According to Dr. Manly, this question will help you get to the root of what is making the relationship feel lifeless and dull. Ideally, you want to figure out the source of your lull. Do you feel disconnected because your partner has been distracted? Do you feel like they haven’t been putting any effort into developing sexual intimacy? When you discover the answer to this question, you’ll have a better chance of knowing the next steps you want to take to either better or extinguish the relationship.
“Am I giving my partner attention, and is my partner giving me attention?”

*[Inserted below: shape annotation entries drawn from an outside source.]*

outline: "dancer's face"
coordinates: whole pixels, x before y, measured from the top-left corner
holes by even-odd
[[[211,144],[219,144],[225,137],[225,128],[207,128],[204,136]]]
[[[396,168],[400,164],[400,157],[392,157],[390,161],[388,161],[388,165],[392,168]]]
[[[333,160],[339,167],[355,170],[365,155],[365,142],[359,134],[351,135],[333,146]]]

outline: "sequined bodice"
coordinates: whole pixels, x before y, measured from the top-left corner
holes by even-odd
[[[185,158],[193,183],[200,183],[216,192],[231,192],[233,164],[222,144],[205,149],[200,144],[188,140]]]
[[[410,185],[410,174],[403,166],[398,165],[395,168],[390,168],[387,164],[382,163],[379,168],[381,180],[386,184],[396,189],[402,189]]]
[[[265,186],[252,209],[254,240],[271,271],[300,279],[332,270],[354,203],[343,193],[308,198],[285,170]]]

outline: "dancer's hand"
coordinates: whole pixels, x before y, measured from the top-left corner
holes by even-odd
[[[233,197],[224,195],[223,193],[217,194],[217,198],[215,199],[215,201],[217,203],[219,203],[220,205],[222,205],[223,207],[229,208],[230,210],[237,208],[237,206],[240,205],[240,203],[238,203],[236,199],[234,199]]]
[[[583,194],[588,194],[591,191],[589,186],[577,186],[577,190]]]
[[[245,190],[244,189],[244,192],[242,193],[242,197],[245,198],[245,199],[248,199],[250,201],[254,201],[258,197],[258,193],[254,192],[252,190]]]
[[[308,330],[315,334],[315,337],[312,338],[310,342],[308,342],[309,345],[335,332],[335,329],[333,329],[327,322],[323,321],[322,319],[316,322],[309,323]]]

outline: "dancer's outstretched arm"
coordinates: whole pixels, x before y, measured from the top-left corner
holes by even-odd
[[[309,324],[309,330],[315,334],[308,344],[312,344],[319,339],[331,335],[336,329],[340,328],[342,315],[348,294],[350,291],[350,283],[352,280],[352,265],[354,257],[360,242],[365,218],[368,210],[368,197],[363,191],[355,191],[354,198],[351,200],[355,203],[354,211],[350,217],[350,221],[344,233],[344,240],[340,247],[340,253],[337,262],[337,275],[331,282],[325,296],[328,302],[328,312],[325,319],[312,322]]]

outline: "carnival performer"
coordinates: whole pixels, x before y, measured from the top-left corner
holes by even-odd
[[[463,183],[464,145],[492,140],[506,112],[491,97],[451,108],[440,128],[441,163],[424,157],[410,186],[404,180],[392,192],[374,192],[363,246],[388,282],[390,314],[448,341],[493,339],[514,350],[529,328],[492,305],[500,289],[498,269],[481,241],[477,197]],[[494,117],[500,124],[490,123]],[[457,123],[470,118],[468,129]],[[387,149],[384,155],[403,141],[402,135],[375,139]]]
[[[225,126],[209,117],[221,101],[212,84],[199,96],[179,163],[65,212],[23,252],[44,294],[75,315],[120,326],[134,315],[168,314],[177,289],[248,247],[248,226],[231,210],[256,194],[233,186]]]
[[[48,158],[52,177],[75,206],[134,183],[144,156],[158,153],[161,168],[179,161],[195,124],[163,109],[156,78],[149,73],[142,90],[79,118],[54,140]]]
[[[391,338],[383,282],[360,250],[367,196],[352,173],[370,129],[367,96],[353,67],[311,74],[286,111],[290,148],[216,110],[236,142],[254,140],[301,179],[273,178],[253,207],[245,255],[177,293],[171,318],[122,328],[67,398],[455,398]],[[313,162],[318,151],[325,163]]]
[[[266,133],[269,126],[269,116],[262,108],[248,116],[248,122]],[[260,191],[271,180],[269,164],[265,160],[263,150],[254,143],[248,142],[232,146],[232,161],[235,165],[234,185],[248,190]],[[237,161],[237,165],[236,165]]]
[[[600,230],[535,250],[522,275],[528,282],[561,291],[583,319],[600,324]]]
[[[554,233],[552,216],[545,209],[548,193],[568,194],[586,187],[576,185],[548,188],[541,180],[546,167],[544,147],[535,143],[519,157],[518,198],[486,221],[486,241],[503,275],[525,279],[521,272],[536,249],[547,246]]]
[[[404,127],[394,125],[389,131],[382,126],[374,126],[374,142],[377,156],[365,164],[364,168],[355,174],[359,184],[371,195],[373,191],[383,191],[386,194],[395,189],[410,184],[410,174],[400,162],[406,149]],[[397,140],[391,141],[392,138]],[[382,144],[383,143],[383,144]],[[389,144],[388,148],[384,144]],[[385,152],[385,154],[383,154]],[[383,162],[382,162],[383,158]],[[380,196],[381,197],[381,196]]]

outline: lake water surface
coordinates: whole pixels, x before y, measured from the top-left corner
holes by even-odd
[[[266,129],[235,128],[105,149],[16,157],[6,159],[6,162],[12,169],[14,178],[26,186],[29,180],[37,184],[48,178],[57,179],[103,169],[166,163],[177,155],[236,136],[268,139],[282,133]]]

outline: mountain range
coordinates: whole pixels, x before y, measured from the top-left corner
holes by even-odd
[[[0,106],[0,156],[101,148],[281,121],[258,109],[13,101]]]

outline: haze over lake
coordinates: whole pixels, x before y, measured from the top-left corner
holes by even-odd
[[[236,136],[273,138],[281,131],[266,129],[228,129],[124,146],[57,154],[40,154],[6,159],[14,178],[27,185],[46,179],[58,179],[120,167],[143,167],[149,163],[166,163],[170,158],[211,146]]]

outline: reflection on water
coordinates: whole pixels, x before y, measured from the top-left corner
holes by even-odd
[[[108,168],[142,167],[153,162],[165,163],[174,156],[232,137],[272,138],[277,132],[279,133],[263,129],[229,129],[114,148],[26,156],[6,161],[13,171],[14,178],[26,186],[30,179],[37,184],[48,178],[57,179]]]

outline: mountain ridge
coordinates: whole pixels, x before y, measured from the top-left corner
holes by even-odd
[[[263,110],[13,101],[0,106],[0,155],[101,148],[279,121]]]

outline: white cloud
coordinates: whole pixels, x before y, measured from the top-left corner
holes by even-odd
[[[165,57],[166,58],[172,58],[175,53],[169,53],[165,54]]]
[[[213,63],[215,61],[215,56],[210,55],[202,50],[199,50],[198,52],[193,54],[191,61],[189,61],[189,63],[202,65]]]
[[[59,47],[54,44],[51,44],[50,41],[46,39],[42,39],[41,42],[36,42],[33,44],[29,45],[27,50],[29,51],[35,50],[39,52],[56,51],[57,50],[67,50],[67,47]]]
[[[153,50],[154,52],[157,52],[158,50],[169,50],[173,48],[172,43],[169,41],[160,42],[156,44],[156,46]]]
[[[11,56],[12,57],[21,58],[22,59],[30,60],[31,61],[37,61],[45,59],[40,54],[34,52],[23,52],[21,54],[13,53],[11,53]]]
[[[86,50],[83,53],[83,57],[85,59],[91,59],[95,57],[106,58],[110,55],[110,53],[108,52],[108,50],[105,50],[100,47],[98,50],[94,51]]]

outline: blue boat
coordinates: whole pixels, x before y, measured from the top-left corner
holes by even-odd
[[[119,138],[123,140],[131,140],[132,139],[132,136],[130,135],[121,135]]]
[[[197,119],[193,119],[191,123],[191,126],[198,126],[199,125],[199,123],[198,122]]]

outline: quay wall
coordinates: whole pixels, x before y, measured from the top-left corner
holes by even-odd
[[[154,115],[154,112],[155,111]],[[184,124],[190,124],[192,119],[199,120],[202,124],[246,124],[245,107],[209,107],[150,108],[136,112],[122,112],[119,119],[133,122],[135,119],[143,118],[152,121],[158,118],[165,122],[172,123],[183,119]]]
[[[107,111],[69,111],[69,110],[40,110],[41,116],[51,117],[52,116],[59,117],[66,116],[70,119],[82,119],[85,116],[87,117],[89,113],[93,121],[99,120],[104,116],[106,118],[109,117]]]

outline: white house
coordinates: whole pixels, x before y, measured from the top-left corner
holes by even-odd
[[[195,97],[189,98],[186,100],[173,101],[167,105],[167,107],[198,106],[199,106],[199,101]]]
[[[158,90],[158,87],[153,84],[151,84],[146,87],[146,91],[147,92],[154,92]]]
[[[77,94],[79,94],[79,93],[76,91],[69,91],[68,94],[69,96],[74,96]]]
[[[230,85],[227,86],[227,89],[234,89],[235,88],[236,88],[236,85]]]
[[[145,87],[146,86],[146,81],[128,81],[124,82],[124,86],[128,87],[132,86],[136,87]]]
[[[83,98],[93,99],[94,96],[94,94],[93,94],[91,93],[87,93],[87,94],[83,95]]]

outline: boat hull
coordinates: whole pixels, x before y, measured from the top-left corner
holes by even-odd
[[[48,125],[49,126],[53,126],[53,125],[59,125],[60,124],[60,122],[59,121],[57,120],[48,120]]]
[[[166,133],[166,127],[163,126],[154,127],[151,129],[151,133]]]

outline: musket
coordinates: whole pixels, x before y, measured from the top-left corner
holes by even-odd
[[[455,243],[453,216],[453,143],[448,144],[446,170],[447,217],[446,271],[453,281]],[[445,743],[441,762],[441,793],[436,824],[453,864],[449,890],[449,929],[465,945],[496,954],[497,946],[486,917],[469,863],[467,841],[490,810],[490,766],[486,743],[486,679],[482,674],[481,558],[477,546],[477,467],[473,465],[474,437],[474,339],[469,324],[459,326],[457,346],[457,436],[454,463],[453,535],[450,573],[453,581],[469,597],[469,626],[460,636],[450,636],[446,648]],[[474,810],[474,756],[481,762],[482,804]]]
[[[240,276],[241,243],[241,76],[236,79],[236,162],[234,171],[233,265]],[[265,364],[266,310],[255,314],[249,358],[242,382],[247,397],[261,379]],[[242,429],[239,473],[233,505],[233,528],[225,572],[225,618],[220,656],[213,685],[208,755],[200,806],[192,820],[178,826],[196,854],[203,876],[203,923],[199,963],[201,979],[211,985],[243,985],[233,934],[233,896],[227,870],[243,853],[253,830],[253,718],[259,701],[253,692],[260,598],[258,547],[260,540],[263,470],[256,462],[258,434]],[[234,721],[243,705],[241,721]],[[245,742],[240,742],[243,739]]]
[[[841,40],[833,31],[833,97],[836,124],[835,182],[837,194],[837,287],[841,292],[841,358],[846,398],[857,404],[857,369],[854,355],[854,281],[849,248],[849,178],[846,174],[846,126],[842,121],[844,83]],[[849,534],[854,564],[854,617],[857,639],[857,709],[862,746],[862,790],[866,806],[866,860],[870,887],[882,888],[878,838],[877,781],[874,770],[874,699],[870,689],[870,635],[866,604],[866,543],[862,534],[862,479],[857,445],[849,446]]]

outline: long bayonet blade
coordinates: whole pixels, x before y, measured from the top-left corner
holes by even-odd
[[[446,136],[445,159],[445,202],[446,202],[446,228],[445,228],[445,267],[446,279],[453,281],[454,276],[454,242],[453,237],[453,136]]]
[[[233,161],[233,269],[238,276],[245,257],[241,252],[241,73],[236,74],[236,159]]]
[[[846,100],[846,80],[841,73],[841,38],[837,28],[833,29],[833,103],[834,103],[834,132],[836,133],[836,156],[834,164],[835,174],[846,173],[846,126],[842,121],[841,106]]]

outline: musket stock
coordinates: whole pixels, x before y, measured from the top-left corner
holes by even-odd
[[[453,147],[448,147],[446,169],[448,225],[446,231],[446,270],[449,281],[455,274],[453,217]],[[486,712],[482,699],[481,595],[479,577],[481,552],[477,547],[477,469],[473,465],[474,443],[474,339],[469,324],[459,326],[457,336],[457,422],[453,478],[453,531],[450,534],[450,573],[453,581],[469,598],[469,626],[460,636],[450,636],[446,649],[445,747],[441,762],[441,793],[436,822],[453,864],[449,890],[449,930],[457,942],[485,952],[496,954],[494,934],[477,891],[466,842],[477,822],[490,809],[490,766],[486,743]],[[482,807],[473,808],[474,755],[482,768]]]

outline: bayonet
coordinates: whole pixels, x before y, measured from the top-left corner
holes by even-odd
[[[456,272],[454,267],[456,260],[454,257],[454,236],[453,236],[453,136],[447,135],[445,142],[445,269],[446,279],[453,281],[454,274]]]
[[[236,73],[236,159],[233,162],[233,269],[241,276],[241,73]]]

Being in a romantic relationship means that we desire the other person, sexually, intimately, and psychologically. And when we don’t believe that our partners our giving us the attention we desire, it’s natural for things to go south—especially, when they’re communicating with our love language. “This question is so important, for it often focused, caring attention to one’s partner that creates the sense of being in a lull,” Dr. Manly said. “Then, if one or both partners find that they are not giving (or receiving) attention, they can then ask the other partner to spend more time together, etc.”
Now, sit down and answer this together.
While the above questions should provide some clarity to your part of the situation, it’s also important to check in with your partner about their take. Because while your thoughts and feelings matter, it takes two people to truly make a relationship work. Dr. Chronister believes it’s a good idea to sit down with your S.O. and answer the below questions together. Doing it together will help the both of you be less defensive and focus on what could be better.
1. The Miracle Question: “If you could wake up tomorrow and you had everything you wanted in this relationship what would it look like.”
2. What do I do that makes you feel loved?
3. What did we use to do that was exciting that we fell off of doing?
4. If you could make one change in how your partner treats you, what would it be?
5. What is the next adventure that you would love to have with your partner?
6. What are you grateful for in the relationship?
At the end of the day, you want to answer these questions, whether by yourself or with your partner, with honesty and tactfulness. “Otherwise, it can be easy to conclude that one’s partner is the root of the problem,” Dr. Manly said. “And, although lulls can occur as a result of only one person’s actions (disinterest, avoidance, etc.), it does take good communication, honest self-evaluation, and teamwork to get a relationship out of a lull—and to create a healthy relationship in the long term.” Well, we couldn’t agree more.